The Word List subtest was optional in WMS–III. The elimination of this subtest shortened the overall administration of the WMS–IV while the ability to substitute the CVLT-II scores for the Auditory, Immediate and Delayed Indexes was added to give examiners flexibility in the measures they wish to use including a type of word list task.
Why does WMS–IV focus on Visual Working Memory with out Verbal Working Memory?
A development goal for the WMS–IV was to avoid overlapping modalities and constructs with the WAIS-IV. The working memory tasks in the WAIS-IV require greater verbal demand thus the WMS–IV working memory focuses on a visual modality.
I often use Demographically Adjusted Norms, will those be available and if so, when?
These types of adjusted norms will be available through the ACS software late 2009.
I test low functioning individuals who appear to have difficulty completing the WMS–IV tasks.
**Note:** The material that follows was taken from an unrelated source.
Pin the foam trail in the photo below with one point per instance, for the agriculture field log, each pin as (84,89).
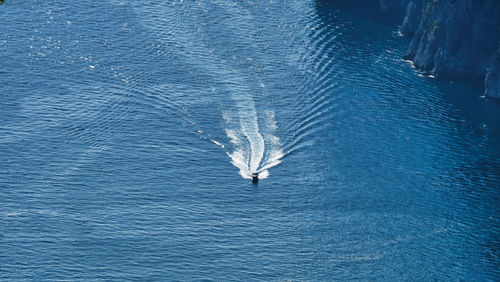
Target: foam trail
(254,150)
Is the WMS–IV appropriate for this population?
The WMS–IV showed good clinical utility, reliability, and concurrent validity during standardization, particularly in clinical groups. Although individuals express difficulty with these subtests, even moderately impaired individuals were able to complete some of the items, particularly on Designs. The Designs subtest is perceived by many individuals to be difficult specifically because the stimuli are difficult to verbalize. The language centers of the brain naturally want to name objects to ease encoding and thus invoke verbal memory processes to aid visual memory functioning. The Designs subtest has multiple items of varying difficulty subsequently it is not difficult for examinees to get some points. The examinee may need to be encouraged to try even though it seems difficult. Interestingly, the intellectually disabled (mild and moderate) had some of their best scores on the Designs subtest. On Spatial Addition we did not see very many 0 scores during standardization so even very impaired people were completing the task correctly on early items, they just tended to discontinue earlier.